Tutorial: Adjust for covariate shift with importance weights¶

This tutorial shows how to use contextual RIW weights when testing for adverse shift. You will estimate domain probabilities from a domain classifier, then apply those probabilities as weights while testing a separate harmfulness score stream.

By the end, you will be able to:

Compute domain probabilities for contextual weighting
Keep weighting inputs separate from adverse-shift score inputs
Run a weighted test_adverse_shift and compare it to the unweighted result

If you are new to samesame, complete Detect a distribution shift before this tutorial.

What you need¶

Two groups to compare (source and target)
A domain classifier for estimating domain probabilities
A separate harmfulness score per sample for test_adverse_shift

Step 1 — Generate domain probabilities¶

This matches the detect-distribution-shift setup: train a classifier to distinguish source from target and use out-of-sample probabilities.

import numpy as np
from sklearn.datasets import make_classification
from sklearn.ensemble import HistGradientBoostingClassifier
from sklearn.model_selection import cross_val_predict

# X contains features; group is 0 (source) or 1 (target)
X, group = make_classification(
    n_samples=200,
    n_features=6,
    n_classes=2,
    random_state=123_456,
)

membership_prob = cross_val_predict(
    HistGradientBoostingClassifier(random_state=123_456),
    X,
    group,
    cv=10,
    method="predict_proba",
)[:, 1]  # P(target | x)

These probabilities are for contextual weighting only.

Step 2 — Build a separate harmfulness score stream¶

Do not reuse membership_prob as adverse-shift scores. Instead, create or compute a separate score where larger means worse.

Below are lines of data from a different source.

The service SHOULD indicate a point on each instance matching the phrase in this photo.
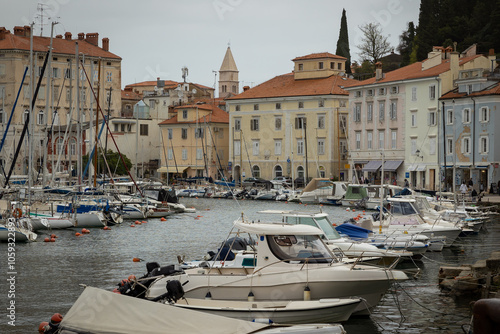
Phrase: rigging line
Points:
(49, 134)
(111, 133)
(248, 155)
(175, 160)
(164, 152)
(216, 153)
(11, 115)
(26, 123)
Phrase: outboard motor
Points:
(173, 294)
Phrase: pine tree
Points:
(405, 47)
(343, 43)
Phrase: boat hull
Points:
(330, 282)
(295, 312)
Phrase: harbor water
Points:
(41, 278)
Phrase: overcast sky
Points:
(156, 38)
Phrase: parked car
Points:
(254, 181)
(299, 182)
(287, 181)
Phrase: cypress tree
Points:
(343, 43)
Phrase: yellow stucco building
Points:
(195, 142)
(294, 124)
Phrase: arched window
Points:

rng = np.random.default_rng(123_456)

# Separate harmfulness score, independent of membership_prob
risk_score = (
    0.9 * X[:, 0]
    - 0.6 * X[:, 1]
    + 0.4 * X[:, 2]
    + rng.normal(scale=0.4, size=len(group))
)

source_scores = risk_score[group == 0]
target_scores = risk_score[group == 1]

Step 3 — Run weighted adverse-shift testing¶

Split membership_prob by group label to get separate source and target arrays, build weights with contextual_weights, then pass them to test_adverse_shift.

from samesame import test_adverse_shift
from samesame.weights import contextual_weights

source_prob = membership_prob[group == 0]
target_prob = membership_prob[group == 1]

weights = contextual_weights(
    source_prob=source_prob,
    target_prob=target_prob,
    mode="source",
    lambda_=0.5,
)

unweighted = test_adverse_shift(
    source=source_scores,
    target=target_scores,
    direction="higher-is-worse",
    rng=np.random.default_rng(123_456),
)

weighted = test_adverse_shift(
    source=source_scores,
    target=target_scores,
    direction="higher-is-worse",
    weights=weights,
    rng=np.random.default_rng(123_456),
)

print(f"Unweighted statistic: {unweighted.statistic:.4f}, p-value: {unweighted.pvalue:.4f}")
print(f"Weighted   statistic: {weighted.statistic:.4f}, p-value: {weighted.pvalue:.4f}")

Reading the results¶

Result	Interpretation
Unweighted adverse shift	Harm signal across the full source and target groups, including outliers.
Weighted adverse shift	Harm signal focused on common support after contextual weighting.

If unweighted is significant but weighted is not, adverse shift may be concentrated in low-overlap regions. If both are significant, the adverse shift persists in common support.

Tips¶

Keep score streams separate: domain probabilities are for weighting; adverse-shift scores should come from a harmfulness signal such as risk, error, or low confidence.
lambda_=0.5 is a practical default.
Use mode="both" when both source and target contain low-overlap outliers.
For the rationale behind RIW and mode selection, see Why importance weights stabilise shift detection.